しかし、この商品は発売直後からヒットしたわけではなく、むしろ真逆でまったく売れませんでした。
当時の袋麺は25〜30円程度だったのに対し、カップヌードルは1個100円で約3〜4倍の価格です。
今では信じられませんが、カップヌードルは高すぎて売れない失敗作寸前の商品だったのです。
そんな中、日清の営業が目をつけたのが一般家庭ではなく団体需要、警察、消防、工事現場、そして自衛隊、短時間で食事を済ませる必要がある現場です。
お湯さえあればすぐ食べられる、洗い物も不要、保存もきく、この特性が過酷な現場で働く人たちに支持され始めます。
つまり、カップヌードルを最初に受け入れたのは、一般の家庭ではなく現場のプロだったのです。
テレビが映した一杯が日本を変えた
カップヌードルの運命を変えたのは、1972年のあさま山荘事件でした。
日本中が注目したこの事件で、極寒の中、機動隊員が食べていたのがカップヌードルです。
その様子がテレビで全国に流れ、「お湯を注ぐだけで温かいラーメンが食べられる」当時の人々にとって、それはまさに未来の食べ物のように映りました。
ここから一気に状況が変わります。
忙しい人、学生、夜勤の仕事、アウトドア、さまざまな生活シーンにカップ麺が入り込み、爆発的に普及していきます。

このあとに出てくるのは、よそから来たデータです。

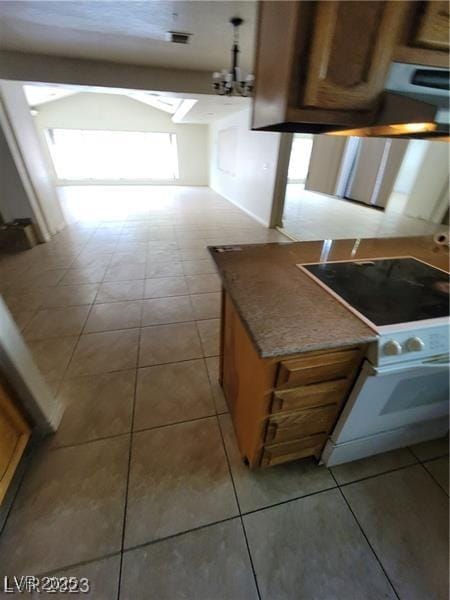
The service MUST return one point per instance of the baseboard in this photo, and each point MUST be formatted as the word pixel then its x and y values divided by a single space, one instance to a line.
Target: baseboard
pixel 248 212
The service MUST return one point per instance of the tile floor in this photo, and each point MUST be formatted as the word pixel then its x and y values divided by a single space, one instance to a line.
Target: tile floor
pixel 142 489
pixel 313 216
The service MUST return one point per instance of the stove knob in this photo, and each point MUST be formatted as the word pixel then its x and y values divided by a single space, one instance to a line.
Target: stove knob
pixel 392 348
pixel 414 344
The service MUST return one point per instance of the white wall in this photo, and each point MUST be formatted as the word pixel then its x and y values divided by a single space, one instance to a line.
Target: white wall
pixel 30 161
pixel 429 196
pixel 252 185
pixel 409 170
pixel 13 198
pixel 120 113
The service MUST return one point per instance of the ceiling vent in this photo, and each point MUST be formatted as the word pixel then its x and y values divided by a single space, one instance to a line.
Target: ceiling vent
pixel 178 37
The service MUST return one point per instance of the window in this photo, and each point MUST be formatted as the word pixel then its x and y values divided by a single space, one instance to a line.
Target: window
pixel 113 155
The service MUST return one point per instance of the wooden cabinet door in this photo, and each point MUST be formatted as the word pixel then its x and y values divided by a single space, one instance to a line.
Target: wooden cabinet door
pixel 352 46
pixel 433 26
pixel 14 435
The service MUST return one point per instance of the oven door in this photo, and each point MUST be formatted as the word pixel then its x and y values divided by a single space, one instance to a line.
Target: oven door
pixel 394 397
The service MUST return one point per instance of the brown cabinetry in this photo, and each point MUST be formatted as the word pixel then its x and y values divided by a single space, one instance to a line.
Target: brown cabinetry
pixel 282 408
pixel 322 66
pixel 14 435
pixel 424 36
pixel 350 53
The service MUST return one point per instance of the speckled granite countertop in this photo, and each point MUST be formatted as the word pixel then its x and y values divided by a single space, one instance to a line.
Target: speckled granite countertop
pixel 284 311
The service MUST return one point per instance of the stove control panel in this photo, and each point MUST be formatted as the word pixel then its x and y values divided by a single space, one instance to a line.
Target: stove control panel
pixel 414 344
pixel 417 344
pixel 392 348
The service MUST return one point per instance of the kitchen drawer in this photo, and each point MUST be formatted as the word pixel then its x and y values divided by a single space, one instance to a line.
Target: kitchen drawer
pixel 316 368
pixel 305 396
pixel 303 423
pixel 279 453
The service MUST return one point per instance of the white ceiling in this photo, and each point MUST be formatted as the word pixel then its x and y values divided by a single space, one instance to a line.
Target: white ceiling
pixel 129 31
pixel 195 109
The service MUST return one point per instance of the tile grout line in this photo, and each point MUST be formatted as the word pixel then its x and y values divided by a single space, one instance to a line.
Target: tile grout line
pixel 244 532
pixel 433 477
pixel 366 537
pixel 130 450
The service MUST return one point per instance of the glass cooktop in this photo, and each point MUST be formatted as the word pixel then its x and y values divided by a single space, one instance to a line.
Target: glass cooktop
pixel 387 291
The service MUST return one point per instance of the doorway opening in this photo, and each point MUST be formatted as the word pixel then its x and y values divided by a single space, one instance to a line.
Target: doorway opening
pixel 335 183
pixel 82 154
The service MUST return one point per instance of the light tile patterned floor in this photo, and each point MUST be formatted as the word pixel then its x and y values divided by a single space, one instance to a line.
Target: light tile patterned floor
pixel 142 489
pixel 312 216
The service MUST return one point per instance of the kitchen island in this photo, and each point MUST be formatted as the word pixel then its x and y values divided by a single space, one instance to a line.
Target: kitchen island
pixel 290 352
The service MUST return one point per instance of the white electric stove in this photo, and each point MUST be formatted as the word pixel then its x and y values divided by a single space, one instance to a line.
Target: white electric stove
pixel 401 396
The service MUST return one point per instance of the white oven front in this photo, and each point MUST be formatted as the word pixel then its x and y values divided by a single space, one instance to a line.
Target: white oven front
pixel 390 407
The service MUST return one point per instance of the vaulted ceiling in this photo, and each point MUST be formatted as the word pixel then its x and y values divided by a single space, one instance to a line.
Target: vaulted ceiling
pixel 130 32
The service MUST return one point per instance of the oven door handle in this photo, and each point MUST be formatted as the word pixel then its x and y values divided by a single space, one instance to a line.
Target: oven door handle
pixel 430 364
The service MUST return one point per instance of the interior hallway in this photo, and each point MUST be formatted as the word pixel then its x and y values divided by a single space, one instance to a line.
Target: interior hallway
pixel 313 216
pixel 142 489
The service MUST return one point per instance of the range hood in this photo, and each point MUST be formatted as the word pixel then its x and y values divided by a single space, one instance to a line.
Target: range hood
pixel 415 103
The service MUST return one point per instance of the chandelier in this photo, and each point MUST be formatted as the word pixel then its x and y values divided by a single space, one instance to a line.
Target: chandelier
pixel 233 82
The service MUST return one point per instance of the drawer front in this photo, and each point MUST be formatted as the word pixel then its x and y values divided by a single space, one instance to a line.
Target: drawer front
pixel 313 369
pixel 301 424
pixel 306 396
pixel 280 453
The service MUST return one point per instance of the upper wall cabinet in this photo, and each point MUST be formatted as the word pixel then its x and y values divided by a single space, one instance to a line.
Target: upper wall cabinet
pixel 323 65
pixel 347 63
pixel 424 37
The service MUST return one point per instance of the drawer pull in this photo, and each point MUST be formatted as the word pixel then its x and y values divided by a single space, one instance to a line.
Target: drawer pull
pixel 279 453
pixel 313 369
pixel 304 423
pixel 306 396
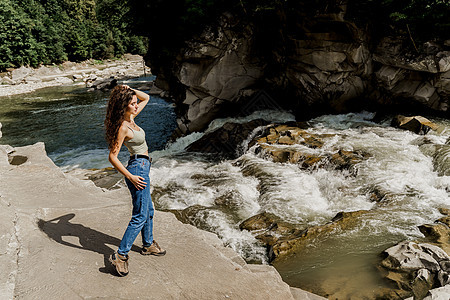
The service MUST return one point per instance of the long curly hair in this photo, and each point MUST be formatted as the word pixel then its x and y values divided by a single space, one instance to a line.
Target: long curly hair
pixel 118 101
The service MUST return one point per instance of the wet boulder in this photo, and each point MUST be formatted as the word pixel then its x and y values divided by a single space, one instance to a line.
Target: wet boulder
pixel 226 140
pixel 295 242
pixel 283 238
pixel 416 124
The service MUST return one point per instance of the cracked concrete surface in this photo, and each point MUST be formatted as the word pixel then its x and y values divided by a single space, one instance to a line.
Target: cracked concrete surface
pixel 58 231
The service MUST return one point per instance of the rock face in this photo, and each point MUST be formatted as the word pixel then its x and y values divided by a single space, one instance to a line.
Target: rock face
pixel 314 62
pixel 55 244
pixel 422 268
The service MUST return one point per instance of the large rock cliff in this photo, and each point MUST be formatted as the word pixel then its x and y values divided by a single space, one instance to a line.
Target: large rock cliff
pixel 303 61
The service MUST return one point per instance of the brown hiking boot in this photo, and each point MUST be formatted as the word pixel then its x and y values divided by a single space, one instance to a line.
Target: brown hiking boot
pixel 153 249
pixel 120 262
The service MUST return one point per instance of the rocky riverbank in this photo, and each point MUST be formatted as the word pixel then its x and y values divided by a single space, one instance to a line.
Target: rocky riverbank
pixel 91 74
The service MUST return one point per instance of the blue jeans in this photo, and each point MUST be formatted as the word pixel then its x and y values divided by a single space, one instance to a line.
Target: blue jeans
pixel 142 215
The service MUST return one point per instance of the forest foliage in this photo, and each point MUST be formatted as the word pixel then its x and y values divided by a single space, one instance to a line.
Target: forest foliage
pixel 36 32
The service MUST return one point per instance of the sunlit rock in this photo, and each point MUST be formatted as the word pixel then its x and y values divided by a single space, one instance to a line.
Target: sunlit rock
pixel 227 140
pixel 283 238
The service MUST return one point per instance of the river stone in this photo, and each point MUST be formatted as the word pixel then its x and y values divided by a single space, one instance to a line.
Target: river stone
pixel 416 267
pixel 225 141
pixel 442 210
pixel 438 234
pixel 416 124
pixel 19 74
pixel 298 239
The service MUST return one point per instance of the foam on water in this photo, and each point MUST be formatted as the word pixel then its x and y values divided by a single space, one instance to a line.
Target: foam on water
pixel 397 170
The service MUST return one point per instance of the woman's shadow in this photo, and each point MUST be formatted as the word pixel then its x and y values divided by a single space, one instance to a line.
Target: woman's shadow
pixel 90 239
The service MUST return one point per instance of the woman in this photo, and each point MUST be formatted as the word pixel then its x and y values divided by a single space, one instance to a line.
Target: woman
pixel 123 107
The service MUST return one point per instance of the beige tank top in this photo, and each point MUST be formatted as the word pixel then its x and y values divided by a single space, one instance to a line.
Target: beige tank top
pixel 137 145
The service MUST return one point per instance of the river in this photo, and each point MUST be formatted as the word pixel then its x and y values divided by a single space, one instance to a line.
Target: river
pixel 342 265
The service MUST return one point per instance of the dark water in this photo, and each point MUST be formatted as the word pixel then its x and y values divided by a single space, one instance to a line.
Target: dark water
pixel 69 120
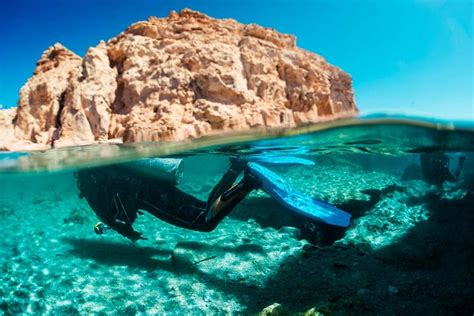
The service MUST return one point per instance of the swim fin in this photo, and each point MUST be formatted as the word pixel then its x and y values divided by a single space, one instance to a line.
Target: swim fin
pixel 296 201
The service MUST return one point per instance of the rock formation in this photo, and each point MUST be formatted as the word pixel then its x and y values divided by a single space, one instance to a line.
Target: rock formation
pixel 179 77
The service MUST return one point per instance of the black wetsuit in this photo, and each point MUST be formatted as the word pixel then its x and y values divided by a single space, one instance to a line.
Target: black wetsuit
pixel 116 195
pixel 435 168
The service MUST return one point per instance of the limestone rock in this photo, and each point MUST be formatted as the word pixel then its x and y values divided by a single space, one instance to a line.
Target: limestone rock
pixel 179 77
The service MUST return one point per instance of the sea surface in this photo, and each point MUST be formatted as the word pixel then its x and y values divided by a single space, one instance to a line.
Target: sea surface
pixel 408 250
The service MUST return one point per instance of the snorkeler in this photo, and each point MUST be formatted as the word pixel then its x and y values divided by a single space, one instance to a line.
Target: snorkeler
pixel 435 168
pixel 117 194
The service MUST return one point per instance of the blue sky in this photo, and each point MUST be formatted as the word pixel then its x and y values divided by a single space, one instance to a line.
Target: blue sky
pixel 403 55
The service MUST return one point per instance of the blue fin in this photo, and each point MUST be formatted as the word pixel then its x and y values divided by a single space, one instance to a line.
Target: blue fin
pixel 280 160
pixel 296 201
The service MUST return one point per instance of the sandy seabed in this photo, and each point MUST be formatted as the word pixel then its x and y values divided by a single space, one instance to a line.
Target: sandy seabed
pixel 409 250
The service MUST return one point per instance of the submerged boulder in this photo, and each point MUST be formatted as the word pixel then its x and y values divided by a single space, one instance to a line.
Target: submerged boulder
pixel 175 78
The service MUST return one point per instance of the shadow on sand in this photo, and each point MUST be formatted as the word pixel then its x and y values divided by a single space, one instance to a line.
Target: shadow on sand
pixel 428 271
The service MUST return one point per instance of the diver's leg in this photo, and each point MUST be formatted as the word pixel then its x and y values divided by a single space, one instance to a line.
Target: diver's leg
pixel 181 209
pixel 457 173
pixel 172 205
pixel 225 203
pixel 228 179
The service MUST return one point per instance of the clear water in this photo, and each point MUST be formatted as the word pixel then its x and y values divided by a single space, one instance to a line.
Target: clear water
pixel 409 248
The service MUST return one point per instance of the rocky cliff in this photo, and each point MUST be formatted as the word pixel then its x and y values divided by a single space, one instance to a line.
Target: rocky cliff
pixel 179 77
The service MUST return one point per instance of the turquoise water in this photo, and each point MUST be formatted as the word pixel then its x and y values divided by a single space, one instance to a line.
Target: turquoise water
pixel 409 248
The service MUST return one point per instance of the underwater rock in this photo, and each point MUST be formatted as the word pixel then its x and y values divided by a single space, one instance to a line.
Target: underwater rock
pixel 183 76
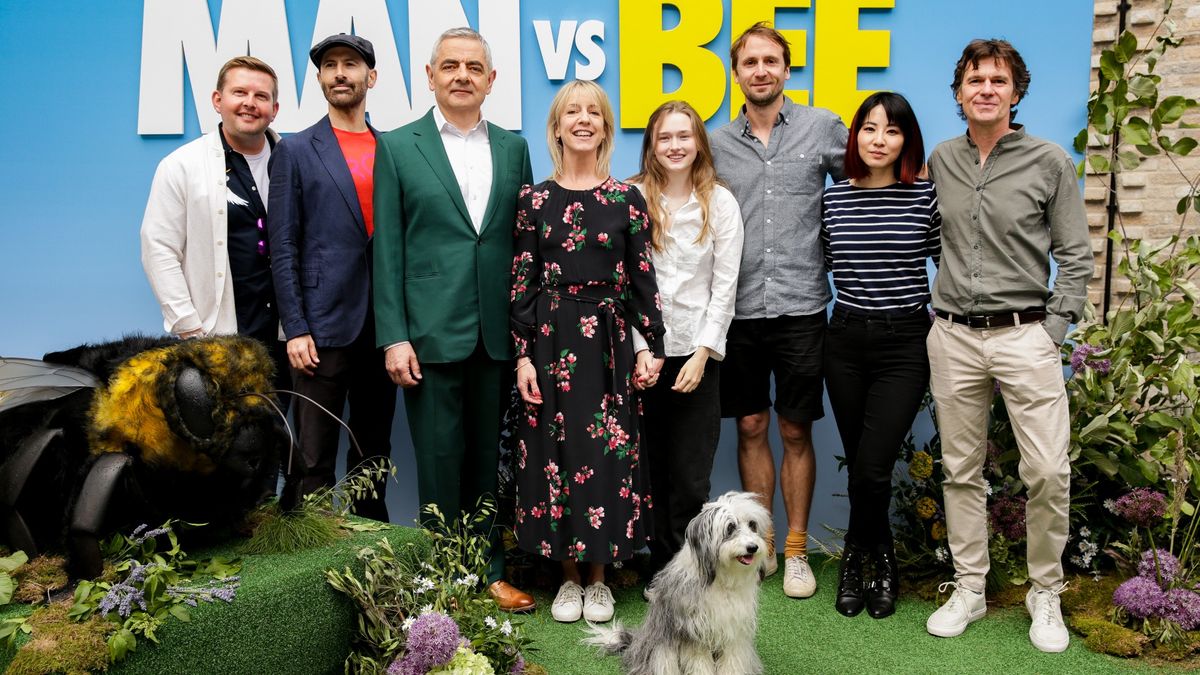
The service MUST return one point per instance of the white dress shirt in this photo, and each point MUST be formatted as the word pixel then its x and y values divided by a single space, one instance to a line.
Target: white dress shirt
pixel 699 282
pixel 471 157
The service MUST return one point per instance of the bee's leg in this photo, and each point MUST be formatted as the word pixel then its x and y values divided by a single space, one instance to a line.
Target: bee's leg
pixel 91 511
pixel 15 472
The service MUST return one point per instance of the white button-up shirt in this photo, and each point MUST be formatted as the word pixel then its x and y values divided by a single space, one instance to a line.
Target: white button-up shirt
pixel 699 282
pixel 471 157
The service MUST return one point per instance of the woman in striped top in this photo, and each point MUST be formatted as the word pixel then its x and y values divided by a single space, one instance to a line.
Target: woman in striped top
pixel 877 227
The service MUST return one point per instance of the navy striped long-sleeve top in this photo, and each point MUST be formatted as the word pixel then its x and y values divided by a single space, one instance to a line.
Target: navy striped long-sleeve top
pixel 876 240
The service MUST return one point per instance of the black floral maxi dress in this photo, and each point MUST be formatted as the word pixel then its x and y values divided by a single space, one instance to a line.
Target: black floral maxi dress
pixel 581 281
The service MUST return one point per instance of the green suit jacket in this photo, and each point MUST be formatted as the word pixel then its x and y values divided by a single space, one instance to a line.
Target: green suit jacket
pixel 438 284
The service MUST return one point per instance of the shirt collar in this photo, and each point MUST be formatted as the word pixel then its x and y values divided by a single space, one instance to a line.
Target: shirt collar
pixel 444 125
pixel 785 115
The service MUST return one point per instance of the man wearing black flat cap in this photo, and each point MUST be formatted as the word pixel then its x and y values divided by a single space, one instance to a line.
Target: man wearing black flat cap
pixel 321 230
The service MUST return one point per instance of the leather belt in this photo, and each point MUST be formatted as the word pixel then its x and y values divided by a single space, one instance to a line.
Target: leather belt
pixel 982 321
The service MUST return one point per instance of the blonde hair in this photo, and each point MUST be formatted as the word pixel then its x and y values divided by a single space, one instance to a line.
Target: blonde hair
pixel 569 91
pixel 653 175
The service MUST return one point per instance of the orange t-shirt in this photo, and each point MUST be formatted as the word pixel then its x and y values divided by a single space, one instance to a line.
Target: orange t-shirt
pixel 358 148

なお、現在でも自衛隊とカップ麺の関係は深く、基地限定のSDFヌードルが話題になることもありますが、それもまた、現場から生まれた食文化の延長線上にあるものと言えるでしょう。
まとめ
今や世界中で愛されるカップヌードルですが、その始まりは決して華やかなものではありませんでした。
高くて売れない革新的商品が、まず現場の人たちに受け入れられ、テレビを通じて広まり、やがて国民食へと成長していったのです。
そんな背景を少しだけ思い出してみると、いつもの味が少し違って感じられるかもしれません。